The Sharks will be able to spend up to $79.5 million on their roster this season, after the NHL and NHLPA announced the salary cap for the 2018-19 season. The salary floor was set at $58.8 million.
That gives San Jose about $19.2 million in salary cap space, according to numbers from CapFriendly and The Mercury News' Paul Gackle,with forwards Tomas Hertl, Chris Tierney, and defenseman Dylan DeMelo set to become restricted free agents (RFAs) and Joe Thornton headlining the team's list of pending unrestricted free agents (UFAs).
The Sharks have cleared just over $6.8 million in salary cap space trading Mikkel Boedker to the Ottawa Senators on Tuesday and announcing on Friday that they will buy out Paul Martin. San Jose can have about an additional $1.8 million to work with if rookies Dylan Gambrell and Max Letunov start the season in the AHL. Should the club utilize the allowed offseason overage of 10 percent of the salary cap, it can add, approximately, up to $25.7 million in salary commitments this offseason.
All that space will be necessary, if recent reports are to be believed.
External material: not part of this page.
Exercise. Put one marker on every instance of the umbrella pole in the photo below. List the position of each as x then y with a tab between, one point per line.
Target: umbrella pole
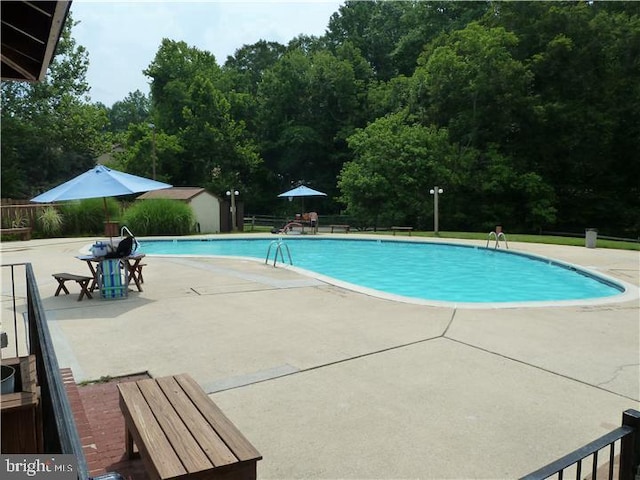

They've been linked to two of the best free-agent forwards available: New York Islanders captain John Tavares and Russian winger Ilya Kovalchuk, who looks to return to NHL after five years in the KHL. Hockey Graphs' Matt Cane's contract model projects Tavares' contract would carry approximately a $10.6 million cap hit, while Kovalchuk is reportedly seeking a contract worth around $6 million annually.
San Jose, or any of the other 30 teams, can sign any player to a contract worth up to $15.9 million annually, or 20 percent of the league's salary cap. That is the maximum amount as allowed under the collective bargaining agreement.